There are strategies that one can use if one faces a condition where rabbit meat is the only meat available. There are rabbit organs that do contain some fat and necessary vitamins such as vitamins A, B12, and D. The rabbit’s liver, heart, brain, and kidneys contain fat and other vital nutrients. If it’s impossible to find any other sources of fatty animal protein, the survivor should look for alternative sources of carbohydrates and fats, such as edible plants, insects, and mushrooms.

For example, grubs, beetles, and ants can be a good source of fat. Dandelions and pine needles can be a good source of vitamins and fiber, though they provide minimal calories. There are many dangerous species of mushrooms, so one has to be careful using mushrooms as a source of calories.

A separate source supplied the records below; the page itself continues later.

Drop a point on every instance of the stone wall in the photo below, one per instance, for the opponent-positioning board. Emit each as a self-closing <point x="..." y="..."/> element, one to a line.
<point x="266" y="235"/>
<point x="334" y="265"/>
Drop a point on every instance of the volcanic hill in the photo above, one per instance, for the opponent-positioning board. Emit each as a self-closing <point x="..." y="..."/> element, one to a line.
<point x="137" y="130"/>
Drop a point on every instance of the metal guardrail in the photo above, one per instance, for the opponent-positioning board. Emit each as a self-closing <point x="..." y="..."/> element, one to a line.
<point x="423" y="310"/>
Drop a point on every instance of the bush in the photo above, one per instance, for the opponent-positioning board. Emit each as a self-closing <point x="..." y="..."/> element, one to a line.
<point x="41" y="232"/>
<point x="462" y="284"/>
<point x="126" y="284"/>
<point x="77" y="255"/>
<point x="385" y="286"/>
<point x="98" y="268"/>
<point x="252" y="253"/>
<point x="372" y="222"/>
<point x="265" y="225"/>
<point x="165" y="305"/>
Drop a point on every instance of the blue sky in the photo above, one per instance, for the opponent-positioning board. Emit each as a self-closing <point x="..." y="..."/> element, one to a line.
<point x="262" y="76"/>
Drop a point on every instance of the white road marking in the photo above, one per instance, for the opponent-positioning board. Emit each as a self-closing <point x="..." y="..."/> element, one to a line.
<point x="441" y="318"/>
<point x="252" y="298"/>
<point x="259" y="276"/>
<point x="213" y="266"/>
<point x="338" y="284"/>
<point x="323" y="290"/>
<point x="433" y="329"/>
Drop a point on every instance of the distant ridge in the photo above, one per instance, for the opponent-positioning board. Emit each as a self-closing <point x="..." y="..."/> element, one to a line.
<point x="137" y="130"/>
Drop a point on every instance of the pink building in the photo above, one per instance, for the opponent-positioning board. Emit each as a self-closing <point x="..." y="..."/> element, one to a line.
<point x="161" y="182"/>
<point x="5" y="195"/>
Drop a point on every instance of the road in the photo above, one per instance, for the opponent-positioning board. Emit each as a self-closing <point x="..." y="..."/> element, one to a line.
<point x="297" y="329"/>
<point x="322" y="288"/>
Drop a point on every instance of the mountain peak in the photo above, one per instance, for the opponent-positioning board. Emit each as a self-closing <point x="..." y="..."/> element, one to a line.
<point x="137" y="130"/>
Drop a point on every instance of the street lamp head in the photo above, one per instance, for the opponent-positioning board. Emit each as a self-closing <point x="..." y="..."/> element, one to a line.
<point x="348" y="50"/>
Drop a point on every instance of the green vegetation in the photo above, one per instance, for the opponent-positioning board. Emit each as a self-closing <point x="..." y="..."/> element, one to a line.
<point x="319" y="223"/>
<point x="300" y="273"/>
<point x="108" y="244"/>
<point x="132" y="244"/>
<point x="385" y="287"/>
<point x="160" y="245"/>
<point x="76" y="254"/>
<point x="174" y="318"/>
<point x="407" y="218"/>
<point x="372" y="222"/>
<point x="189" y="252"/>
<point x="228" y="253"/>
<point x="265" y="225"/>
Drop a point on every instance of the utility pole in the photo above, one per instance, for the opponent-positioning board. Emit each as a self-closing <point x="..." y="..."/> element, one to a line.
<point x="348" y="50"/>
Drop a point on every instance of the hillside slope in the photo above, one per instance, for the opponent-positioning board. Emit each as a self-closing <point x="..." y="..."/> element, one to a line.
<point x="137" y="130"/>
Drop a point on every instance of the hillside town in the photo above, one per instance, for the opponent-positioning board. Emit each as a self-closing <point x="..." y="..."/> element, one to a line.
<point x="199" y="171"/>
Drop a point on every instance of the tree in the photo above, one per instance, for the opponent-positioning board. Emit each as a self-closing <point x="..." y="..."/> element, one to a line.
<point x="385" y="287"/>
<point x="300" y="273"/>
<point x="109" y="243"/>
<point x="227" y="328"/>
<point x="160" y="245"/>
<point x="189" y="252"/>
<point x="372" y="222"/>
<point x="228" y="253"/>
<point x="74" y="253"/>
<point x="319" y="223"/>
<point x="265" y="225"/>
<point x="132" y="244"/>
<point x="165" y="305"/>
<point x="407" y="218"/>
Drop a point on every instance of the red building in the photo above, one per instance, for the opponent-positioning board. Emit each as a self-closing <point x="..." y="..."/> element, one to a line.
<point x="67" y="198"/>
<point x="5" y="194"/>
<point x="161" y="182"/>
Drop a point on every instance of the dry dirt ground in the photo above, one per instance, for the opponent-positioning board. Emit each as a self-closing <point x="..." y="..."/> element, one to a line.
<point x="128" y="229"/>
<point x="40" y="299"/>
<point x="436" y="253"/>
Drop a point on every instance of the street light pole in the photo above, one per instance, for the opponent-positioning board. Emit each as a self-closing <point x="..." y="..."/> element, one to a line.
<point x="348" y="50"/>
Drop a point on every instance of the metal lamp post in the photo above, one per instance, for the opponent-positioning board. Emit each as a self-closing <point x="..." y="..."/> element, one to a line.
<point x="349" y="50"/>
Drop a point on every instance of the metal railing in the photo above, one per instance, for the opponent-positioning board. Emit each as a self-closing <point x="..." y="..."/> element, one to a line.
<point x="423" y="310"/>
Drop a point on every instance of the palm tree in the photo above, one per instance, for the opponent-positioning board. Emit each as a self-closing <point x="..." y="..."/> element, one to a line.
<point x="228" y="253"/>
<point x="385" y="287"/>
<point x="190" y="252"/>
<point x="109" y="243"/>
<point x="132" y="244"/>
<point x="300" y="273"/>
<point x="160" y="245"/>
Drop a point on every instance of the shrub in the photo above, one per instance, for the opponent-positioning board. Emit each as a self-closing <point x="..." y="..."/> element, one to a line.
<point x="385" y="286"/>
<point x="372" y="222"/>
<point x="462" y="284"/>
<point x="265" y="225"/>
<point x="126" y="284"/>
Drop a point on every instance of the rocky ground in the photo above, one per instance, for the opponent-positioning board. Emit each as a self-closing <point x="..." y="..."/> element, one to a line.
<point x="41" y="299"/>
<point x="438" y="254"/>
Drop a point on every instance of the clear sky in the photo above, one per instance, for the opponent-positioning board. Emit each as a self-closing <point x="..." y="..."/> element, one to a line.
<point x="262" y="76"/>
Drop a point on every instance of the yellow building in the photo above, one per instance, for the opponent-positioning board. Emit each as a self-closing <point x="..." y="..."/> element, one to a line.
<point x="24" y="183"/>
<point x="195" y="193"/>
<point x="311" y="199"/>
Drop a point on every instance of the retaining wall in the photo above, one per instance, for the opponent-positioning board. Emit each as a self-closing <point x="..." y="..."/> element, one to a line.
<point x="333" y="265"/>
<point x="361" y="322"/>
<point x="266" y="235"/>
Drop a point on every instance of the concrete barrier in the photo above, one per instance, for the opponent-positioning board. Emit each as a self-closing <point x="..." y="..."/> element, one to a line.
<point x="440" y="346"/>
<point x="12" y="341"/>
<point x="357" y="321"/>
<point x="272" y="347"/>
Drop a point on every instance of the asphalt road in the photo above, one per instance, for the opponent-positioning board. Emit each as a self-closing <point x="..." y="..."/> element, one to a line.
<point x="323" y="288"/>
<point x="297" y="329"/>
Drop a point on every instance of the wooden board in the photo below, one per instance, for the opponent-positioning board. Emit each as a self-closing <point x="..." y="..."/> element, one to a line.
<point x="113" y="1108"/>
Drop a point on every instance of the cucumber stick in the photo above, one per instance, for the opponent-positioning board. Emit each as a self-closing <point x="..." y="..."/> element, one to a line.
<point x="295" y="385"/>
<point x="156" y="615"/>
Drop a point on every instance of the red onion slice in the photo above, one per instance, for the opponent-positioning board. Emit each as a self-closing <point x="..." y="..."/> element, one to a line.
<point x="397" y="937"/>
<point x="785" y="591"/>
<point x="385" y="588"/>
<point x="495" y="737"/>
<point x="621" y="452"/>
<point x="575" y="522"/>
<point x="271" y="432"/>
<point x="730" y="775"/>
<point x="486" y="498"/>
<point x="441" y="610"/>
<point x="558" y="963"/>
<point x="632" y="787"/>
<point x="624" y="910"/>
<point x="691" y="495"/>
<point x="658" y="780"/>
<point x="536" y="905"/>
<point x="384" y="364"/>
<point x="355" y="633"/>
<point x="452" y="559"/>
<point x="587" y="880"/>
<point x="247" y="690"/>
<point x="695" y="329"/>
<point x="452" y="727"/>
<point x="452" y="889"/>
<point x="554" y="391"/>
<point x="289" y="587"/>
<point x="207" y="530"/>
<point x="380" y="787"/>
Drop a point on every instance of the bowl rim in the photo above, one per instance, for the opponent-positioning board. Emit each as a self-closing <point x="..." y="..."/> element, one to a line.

A great video posted by West Meadow Rabbits in early 2024 gives a wonderful explanation of what protein starvation actually is. The host points out that it’s a myth that protein starvation is specifically limited to rabbits. He explains that protein starvation is a common phenomenon among many forms of wild animals, especially during the winter when food is scarce and the animals become extremely lean. So protein starvation almost always happens to people who are in the wilderness during winter months and are only eating lean wild animals; anyone in this condition is susceptible to protein poisoning and starvation. To survive in these conditions long term, it is imperative that one finds some reliable source of fat and carbohydrates.